Çamlıhemşin’den yukarıya, virajlı yollar boyunca ilerledikçe zaman geride kalır. Ağaçların sıklaştığı, sisin yol kenarlarını sarıp sessizliği büyüttüğü bir noktada asfalt biter. Yol toprak olur, sonra gökyüzüne çıkar. Pokut Yaylası’na öyle varılır: Zorla, sabırla ve sessizlikle.
Pokut bir yayla değil yalnızca; bir eşiğin öteki tarafı gibidir. Güneşin bulutlarla raks ettiği, rüzgârın hiç susmadığı, gündelik zamanın eriyip gittiği bir yer. Ahşap evler yamaçlara tutunmuş, sırtlarını ormana vermiştir. Her biri doğanın bir parçası gibi durur: Ne fazlası var ne eksiği. Sabahları sisle uyanırsın, kahveni içmeden önce gökyüzünü izlersin; bazen evin altı beyazla dolmuştur, üstü mavidir. Pokut'ta bulutlar aşağıdadır.
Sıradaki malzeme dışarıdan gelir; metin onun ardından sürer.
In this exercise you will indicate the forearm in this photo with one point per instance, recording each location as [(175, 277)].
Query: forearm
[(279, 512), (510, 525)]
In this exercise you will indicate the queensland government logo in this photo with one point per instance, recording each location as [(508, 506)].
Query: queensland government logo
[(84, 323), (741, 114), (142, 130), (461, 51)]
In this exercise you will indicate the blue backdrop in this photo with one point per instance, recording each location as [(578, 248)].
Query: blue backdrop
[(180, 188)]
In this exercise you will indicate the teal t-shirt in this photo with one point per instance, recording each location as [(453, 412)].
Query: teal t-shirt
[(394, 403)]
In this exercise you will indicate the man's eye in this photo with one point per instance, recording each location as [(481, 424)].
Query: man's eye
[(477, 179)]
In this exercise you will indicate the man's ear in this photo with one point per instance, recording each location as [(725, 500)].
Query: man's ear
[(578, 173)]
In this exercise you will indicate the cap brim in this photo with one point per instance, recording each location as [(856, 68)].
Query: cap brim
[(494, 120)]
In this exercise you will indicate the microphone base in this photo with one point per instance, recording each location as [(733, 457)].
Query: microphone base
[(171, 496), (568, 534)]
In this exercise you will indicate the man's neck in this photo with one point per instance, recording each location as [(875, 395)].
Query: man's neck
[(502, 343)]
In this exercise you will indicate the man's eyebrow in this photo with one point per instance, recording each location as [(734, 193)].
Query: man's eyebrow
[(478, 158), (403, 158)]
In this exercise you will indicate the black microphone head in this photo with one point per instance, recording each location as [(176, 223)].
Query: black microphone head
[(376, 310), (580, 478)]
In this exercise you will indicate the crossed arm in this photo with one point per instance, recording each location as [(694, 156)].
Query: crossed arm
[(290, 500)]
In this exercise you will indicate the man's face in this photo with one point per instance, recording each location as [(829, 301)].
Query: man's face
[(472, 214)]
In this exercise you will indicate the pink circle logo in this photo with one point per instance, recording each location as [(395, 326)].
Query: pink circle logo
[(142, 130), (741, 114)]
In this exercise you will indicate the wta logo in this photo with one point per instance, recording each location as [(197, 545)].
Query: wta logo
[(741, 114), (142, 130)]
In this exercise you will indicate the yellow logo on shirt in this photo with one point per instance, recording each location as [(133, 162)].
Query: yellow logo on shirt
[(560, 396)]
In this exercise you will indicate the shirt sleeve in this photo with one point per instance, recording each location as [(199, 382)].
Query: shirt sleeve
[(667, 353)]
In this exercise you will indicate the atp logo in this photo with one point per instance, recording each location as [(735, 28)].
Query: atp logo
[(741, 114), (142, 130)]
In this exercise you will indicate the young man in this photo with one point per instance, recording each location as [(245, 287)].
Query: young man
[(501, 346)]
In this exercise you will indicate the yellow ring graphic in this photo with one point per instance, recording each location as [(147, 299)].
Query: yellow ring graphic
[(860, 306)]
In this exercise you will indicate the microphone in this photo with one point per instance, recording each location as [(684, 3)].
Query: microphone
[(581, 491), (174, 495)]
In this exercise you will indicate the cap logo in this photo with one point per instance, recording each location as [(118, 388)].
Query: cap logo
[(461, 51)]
Burada insanlar az konuşur, çok bakar. Gün ağır ağır geçer. Herkesin yapacak bir işi vardır ama hiç kimsenin acelesi yoktur. Peynir kendi yapılır, ekmek odunla pişer, çay yavaş demlenir. Sessizlik, rüzgârın kanatlarında yaylanın içine işlenmiştir.
Pokut’ta yürümek, göğün kenarından yürümek gibidir. Yol bazen bulutlara karışır, bazen vadilere açılır. Uzakta Kaçkarlar yükselir, karanlık çizgilerle. Oraya bakarken, içinden bir şey de yukarı çıkar; yavaşça, sessizce.
Burada büyük oteller, yüksek sesli müzikler yoktur. Konuksever küçük evler, gözleme kokan bacalar, ahşap balkonlardan sarkan tül perdeler vardır. Çocuklar çimenlerde oynar, keçiler çan sesiyle uzaklaşır. Hayat küçülür ama yoğunlaşır. Her şey sadeleşir; o sadelik insanın içine işler.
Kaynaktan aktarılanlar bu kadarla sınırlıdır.